Sunday 14 April 2019

Ecuador SITREP: How Corrupt History Repeats Itself

April 12, 2019
by Stephen Karganovic for The Saker Blog
Ecuador SITREP: How Corrupt History Repeats Itself
The expulsion of Julian Assange from the Ecuadorian embassy in London, scarcely a surprise after many heavy hints were being dropped that it was in the works, is outrageous on many counts. Not the least of those is the fact that Assange was made citizen of Ecuador by the government preceding that of the almost offensively misnamed current President, Lenin Moreno. Ecuador has, in effect, handed over its own citizen, who had taken refuge on its sovereign territory in London, to the tender mercies of a foreign power which sought to physically capture him on vague and probably legally unsustainable charges. In the process it has further humiliated and abased itself by giving permission to the police force of the host country to invade the sovereign premises of its diplomatic mission in order to consummate the previously agreed upon abduction.

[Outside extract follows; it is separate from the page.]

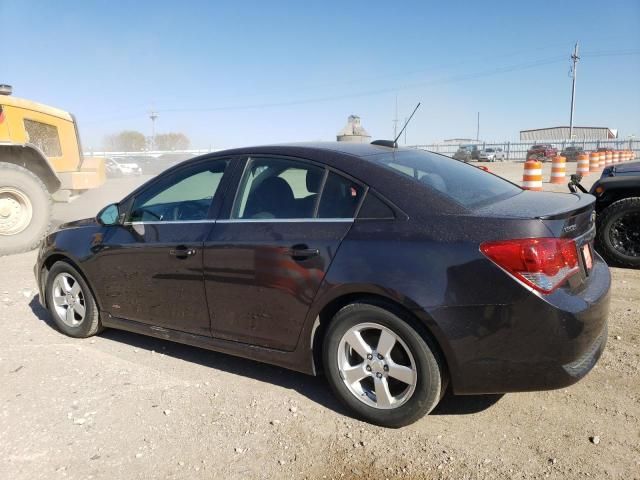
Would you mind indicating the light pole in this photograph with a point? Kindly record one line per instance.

Think about the precedents that this sinister operation is setting.
The Ecuadorian government was no doubt subjected by the world’s leading “democracies” to unimaginable pressure to agree to this dastardly act which, along with the self-proclaimed “presidency” of Juan Guaido, may have been conceived to set a new normal in international relations. But the venal, utterly corrupt nature of this scandal is most clearly reflected in the fact, published simultaneously with the execution of the criminal kidnapping, that a $4.2 billion IMF loan to Ecuador’s government was finally approved, no doubt by pure coincidence.
“This money will create work opportunities for those who have not found something stable,” Moreno gushed shamelessly. He forgot to mention for the edification of his people that the illusory opportunities he referred to will have to be repaid to international banks by Ecuador’s impoverished masses with hefty interest and that, in addition to moral ignominy, as a result his country has now sunk several billion dollars’ deeper into debt slavery.
Historical analogy buffs will recall that in 1993, as the Security Council of the United Nations was presented with Resolution 827 to establish, contrary to the provisions of the UN Charter, the illegal Hague Tribunal for the Former Yugoslavia, the hand of Yeltsin’s delegate was never raised to veto it. If anyone is wondering about the reason, it was the expectation of a promised Western loan to cover a huge shortfall in the Russian budget and to give a new lease on life to the compliant Yeltsin regime.
Remarkable, isn’t it, how bad history repeats itself?